Which do you think would be the best choice for hogs? Which would have the most stopping power at about 100 to 350 yards. Really I just want to know which of these two calibers will smack a hog the hardest at a medium to long range.
Any help would be great.


----------



## jackal_727 (Jul 12, 2007)

I have no personal experience with the .270, but I do with the .308, and can say for certain that it will knock a pig in the dirt no problem. The .270 should have the same effect as well. Both guns are plenty for shootin hogs at that range.

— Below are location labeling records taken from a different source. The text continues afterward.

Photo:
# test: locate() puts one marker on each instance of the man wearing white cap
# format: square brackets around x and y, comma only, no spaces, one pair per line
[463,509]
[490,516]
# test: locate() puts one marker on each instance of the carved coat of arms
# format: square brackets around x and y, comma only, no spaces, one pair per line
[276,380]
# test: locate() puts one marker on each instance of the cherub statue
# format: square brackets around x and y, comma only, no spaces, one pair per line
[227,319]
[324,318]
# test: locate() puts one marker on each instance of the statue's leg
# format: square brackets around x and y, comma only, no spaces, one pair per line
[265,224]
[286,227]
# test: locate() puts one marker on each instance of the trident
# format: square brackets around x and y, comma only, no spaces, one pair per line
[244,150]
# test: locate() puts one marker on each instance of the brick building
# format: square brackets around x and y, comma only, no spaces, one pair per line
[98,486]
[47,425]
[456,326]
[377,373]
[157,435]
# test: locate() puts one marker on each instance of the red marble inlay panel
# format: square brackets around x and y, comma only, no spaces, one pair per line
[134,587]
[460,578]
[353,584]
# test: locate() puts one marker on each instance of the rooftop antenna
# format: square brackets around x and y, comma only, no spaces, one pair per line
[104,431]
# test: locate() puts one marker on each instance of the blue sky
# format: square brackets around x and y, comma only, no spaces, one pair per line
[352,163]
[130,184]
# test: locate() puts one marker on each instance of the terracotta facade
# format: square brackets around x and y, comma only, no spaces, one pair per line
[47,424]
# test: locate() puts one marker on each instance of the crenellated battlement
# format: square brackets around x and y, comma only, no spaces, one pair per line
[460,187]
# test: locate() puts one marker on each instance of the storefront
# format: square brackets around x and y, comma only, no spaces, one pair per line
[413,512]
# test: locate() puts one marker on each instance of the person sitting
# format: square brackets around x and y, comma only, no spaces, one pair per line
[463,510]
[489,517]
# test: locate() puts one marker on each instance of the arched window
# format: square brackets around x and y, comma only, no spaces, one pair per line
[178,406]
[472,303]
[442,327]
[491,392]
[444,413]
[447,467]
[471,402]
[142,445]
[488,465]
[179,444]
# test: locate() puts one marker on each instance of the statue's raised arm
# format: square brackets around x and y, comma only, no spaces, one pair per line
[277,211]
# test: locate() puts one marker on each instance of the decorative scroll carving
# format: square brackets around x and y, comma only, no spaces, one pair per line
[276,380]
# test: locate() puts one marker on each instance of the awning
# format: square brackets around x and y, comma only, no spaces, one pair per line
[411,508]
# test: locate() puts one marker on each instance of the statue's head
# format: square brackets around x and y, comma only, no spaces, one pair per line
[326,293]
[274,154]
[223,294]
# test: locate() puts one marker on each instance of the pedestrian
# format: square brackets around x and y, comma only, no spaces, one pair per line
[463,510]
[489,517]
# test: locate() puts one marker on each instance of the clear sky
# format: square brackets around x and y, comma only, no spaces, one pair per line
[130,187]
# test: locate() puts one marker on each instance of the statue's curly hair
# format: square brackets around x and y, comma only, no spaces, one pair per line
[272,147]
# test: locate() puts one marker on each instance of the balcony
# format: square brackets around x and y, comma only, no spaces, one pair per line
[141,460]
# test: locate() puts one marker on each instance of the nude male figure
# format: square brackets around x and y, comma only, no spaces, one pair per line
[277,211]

How often do you shoot at hogs that far out though? Not that I havent, but most of the shots I take are rarely any farther than 100 yards. Unless I just happen to come across some in a clearcut.


----------



## GRUNTER HUNTER (Aug 9, 2007)

i do a lot of shooting over crops, thats the reason for needing the range.


----------



## GRUNTER HUNTER (Aug 9, 2007)

sorry guys, forgot to add a poll.


----------



## GRUNTER HUNTER (Aug 9, 2007)

Its looking like .308


----------



## gentleman4561 (Jul 16, 2007)

i like using a 44. mag when hunting with a pistol and a 12 guage when not but i am going to have to vote for the 308. it will knock down a hog the 270. is good to though


----------



## magnum44270 (Jul 20, 2007)

either will do wonders on a hogs vitals.

im a .270 fan so i would go with that....


----------



## 308 (Jul 10, 2007)

either will drop em i just like the 308 :beer:


----------



## mossy512 (Jan 7, 2006)

Both guns are more than enough for the pig and the range. I vote for the .308 because I just like the big bore and option for bigger bullets. I like that extra for shock power big hit. Besodes that if its good enough for the Army and the Marines its good enough for me. :sniper: :sniper:


----------



## top dog (Jan 18, 2007)

I just ordered a DPMS Panther LR-308 with 2 - 19 round clips today!!!
I plan to kill a whole herd of hogs with it. So, I guess I'm voting for the .308


----------